Central Frontenac was created in 1998 through the amalgamation of the Townships of Hinchinbrooke, Kennebec, Olden and Oso. Central Frontenac is a township located in eastern Ontario, Canada in the County of Frontenac. Central Frontenac, along with South Frontenac, North Frontenac and the Frontenac Islands, make up the County of Frontenac.

The Township of Central Frontenac was incorporated on January 1, 1998 and is made up of four (4) former Townships including Kennebec, Olden, Oso and Hinchinbrooke. The Municipal office for these amalgamated Townships is located in Sharbot Lake, ON. Sharbot Lake is located approximately 75 kilometres north of Kingston and 123 kilometres west of Ottawa with most of the village just south of the intersections of Highway 7 and Road 38. Also located in the municipality are the hamlets of Parham, Mountain Grove and Arden. In addition, there are the predominately residential cross road communities of Tichborne, Piccadilly, Godfrey, Henderson, Elm Tree and Crow Lake.
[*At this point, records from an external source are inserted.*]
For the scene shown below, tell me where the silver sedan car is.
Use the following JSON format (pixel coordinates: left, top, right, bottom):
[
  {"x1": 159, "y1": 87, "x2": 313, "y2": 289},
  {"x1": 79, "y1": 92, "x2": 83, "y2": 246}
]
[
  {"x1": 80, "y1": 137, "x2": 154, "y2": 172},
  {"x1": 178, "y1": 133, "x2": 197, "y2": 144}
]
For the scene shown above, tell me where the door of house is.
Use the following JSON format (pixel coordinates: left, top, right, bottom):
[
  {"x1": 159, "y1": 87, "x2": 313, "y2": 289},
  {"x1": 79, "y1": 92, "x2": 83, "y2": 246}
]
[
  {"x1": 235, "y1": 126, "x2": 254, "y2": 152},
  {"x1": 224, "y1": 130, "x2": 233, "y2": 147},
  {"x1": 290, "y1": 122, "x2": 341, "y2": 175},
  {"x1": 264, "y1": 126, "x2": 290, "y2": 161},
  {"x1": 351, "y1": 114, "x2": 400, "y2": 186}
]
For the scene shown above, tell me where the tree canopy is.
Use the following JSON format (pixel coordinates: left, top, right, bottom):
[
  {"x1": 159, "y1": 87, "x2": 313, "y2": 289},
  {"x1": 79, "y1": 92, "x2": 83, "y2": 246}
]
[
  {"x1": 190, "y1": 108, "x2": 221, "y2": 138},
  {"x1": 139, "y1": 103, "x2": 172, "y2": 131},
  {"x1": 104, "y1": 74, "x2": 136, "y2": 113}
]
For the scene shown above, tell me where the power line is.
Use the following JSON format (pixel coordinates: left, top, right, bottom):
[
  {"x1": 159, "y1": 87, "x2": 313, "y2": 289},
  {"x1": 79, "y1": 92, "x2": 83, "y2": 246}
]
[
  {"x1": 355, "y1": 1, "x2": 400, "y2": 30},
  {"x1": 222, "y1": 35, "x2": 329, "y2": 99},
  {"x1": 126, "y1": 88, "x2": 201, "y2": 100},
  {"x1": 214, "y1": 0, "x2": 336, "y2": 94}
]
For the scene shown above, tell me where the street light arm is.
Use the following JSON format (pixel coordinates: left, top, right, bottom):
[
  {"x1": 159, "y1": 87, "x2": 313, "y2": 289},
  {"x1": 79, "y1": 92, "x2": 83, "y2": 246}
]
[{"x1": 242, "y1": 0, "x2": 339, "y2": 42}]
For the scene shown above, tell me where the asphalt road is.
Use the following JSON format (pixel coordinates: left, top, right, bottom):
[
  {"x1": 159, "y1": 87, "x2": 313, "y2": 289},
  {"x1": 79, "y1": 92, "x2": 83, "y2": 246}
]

The Township of Central Frontenac is located at the southern tip of the Pre-Cambrian Shield and its geography reflects the transition from rich farmland to hard rock topography. The intersection of the two main highways in the region (Hwy 38 and Hwy 7) also serves as a trade or market transition zone for the area. At this point, the trading influence of Ottawa meets the trading range of the Golden Horseshoe as residents and visitors find a relaxing alternative to the 401. The major villages in Central Frontenac include Sharbot Lake, Parham, Arden, Tichborne, Godfrey, and Mountain Grove.

The municipality is rich in lakes and other water bodies. Its spread across 1025 square kilometres (395.75 square miles) of unspoiled granite terrain, its rolling hills, winding roads, rippling waters and rugged terrain characterize this rural area and foster a traditional Canadian environment and lifestyle.

The Township of Central Frontenac enjoys a unique character and quality of life that distinguishes the municipality from other areas of Ontario. The rural values, the sense of place, the unique landscapes, the importance of water resources and the quality of life enjoyed by those who live in and who visit the community is integral to the municipality.